Maguire: When we came on board with this in late 2014/early 2015, there was a script that she and I liked. It needed some work, a bit of development, but we were very happy with the storyline and where it was going. There was no coaxing needed when she knew we were going to go with that story. She has a lot of integrity for this character. She needs the story to be right and all the rest of it and so do I. So there was no cheerleading. She was onboard. It was a great chance for us to work together again. There’s nothing we love more than doing physical comedy and she’s a genius at it.
Renee works so hard and she’s always brilliant. She never fails to surprise me. She comes to set with 10 different choices all the time. None of them fail to make me laugh. I love her. She’s so good at this. Both her and Colin are seriously decent human beings.
Q: You can’t ignore that Hugh Grant didn’t return. Was the script written with him in it or did it change when he decided not to return?
Maguire: When I got the script, there already was the new guy—an American called Jack Qwant. That’s how the new storyline was conceived. I don’t think it’s the end of (Grant’s character) Daniel Cleaver.
Q: One of the notable differences between this film and the original is that Bridget does all of her diary entries on an iPad instead of writing them in a journal.
Maguire: We had a lot of discussion about that: whether she still had the diary or wrote on an iPad. There was a lot of debate about that.
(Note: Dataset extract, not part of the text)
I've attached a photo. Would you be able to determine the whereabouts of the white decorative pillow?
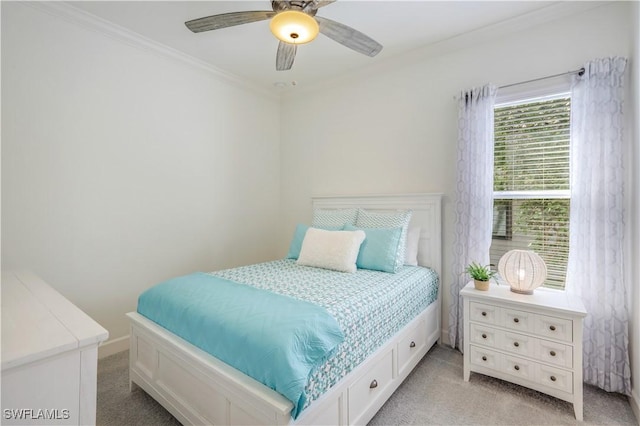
[296,228,366,272]
[404,226,420,266]
[311,209,358,230]
[356,209,412,270]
I’m glad we went with the iPad in the end. It was more personal when she was writing by hand but when we added the sound effects when she was tapping on the iPad, and she would make mistakes, I think it gave it the personality that we wanted. I keep my diary on a computer. I usually write in it when things are going wrong.
Q: Is it true that you shot different endings so as the secret wouldn’t get out before the film was released?
Maguire: Yes, we shot two endings. The test audiences had firm ideas on who it should be; it was really divided down the middle. It was a good debate on that one. I wonder what everybody will make of it. I wanted them both to have it. I wanted her to be with both of them forever. But there are so many convoluted families nowadays, especially among my friends.
Q: As Bridget’s obstetrician, Emma Thompson steals every scene she’s in in the film.
Maguire: It was quite a brave way to go because when we were film scenes, she rarely made eye contact with anybody—with Renee. I said, “Should we do another choice where she has more eye contact?” We chatted about it and she said, “No, I think this character is almost as English constipated as Mr. Darcy. She finds it very hard to have a human connection, to the point where if she makes a joke, she laughs like a hyena.” And I think she absolutely nailed it by taking that path. She’s brilliant. They’re all brilliant. At one point, we had three Oscar winners in one scene—Emma, Renee and Colin.
Q: Speaking of adding young cast members to draw a wider audience, I’m sure it was quite a coup to get internationally acclaimed pop star Ed Sheeran to appear in this. Was he comfortable on camera?
Maguire: I’ll be honest with you, it’s kind of terrifying when you know you’re going to have a pop star in your film with no acting experience. I was worried we might have a bunch of eyebrow acting. But he came in and he nailed it. He was so subtle in how he did it. He was huge fun and very game. He recorded the song live for us and he did the scene. Once he read the scene, he was very up for it. He loved the scene. It cuts him down in a way, but he found it hilarious. He was great; he’s a good actor. My 12-year-old is a huge fan of his so for me to put him in the movie was so exciting. I got major points for that.
Q: Did Helen Fielding visit the set?
Maguire: Yes. She visited the set. We filmed it mainly in the UK.